07.103

MA
Dipl. (d) Dolmetschtechniken / Seminar II / Übung

Dina Tabbert
 

Simultandolmetschen für Fortgeschrittene: Übersetzung in Gebärdensprache, gehobener Anspruch an die Profession


Institut für Deutsche Gebärdensprache (vgl. Aushang)
2std. Blockseminar., (vgl. Aushang)


Das Seminar soll den Studierenden die Möglichkeit geben, sich mit der DGS in bezug auf ein Sprachgefühl auseinanderzusetzen.
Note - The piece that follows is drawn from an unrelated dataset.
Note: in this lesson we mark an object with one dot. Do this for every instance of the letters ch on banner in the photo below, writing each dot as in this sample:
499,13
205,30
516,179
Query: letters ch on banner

"Das über allen anderen Erwägungen stehende Ziel, das er (der Dolmetschende T.Z.) verfolgt besteht darin, den Zuhörer durch seine Redekunst zu "bewegen", ihn durch den Zauber seiner Worte zu rühren, mit der in der lebendigen Rede so wichtigen magischen Wirkung der Klangfülle zu spielen", (Seleskovitch, 1988). Dies wird jedoch kein Theorieseminar, denn für einen Gebärdensprachdolmetscher bedeutet dies, daß es dem Dolmetscher gelingen muß, den Gehörlosen in seiner Sprache zu fesseln une eine adäquate Übersetzung zu liefern. Innerhalb des Dolmetschprozesses ist der Dolmetscher darum bemüht auch Stilnuancen getreu der Situation wiederzugeben.Wie sieht aber "Rhetorik" also eine stigerechte Übersetzung in der DGS aus? Warum und vor allem wie schaffen es Dolmetscher, den Gehörlosen durch lebendiges Gebärden zu "bewegen"? Mit dieser Frage geht auch das Sprachgefühl einher, welches für Dolmetschende unabdingbar ist. Wie schafft man es "so wie die Gehörlosen" zu gebärden innerhalb einer Übersetzung? Welche mimischen, gestischen nd körperlichen Mittel kann man einsetzen?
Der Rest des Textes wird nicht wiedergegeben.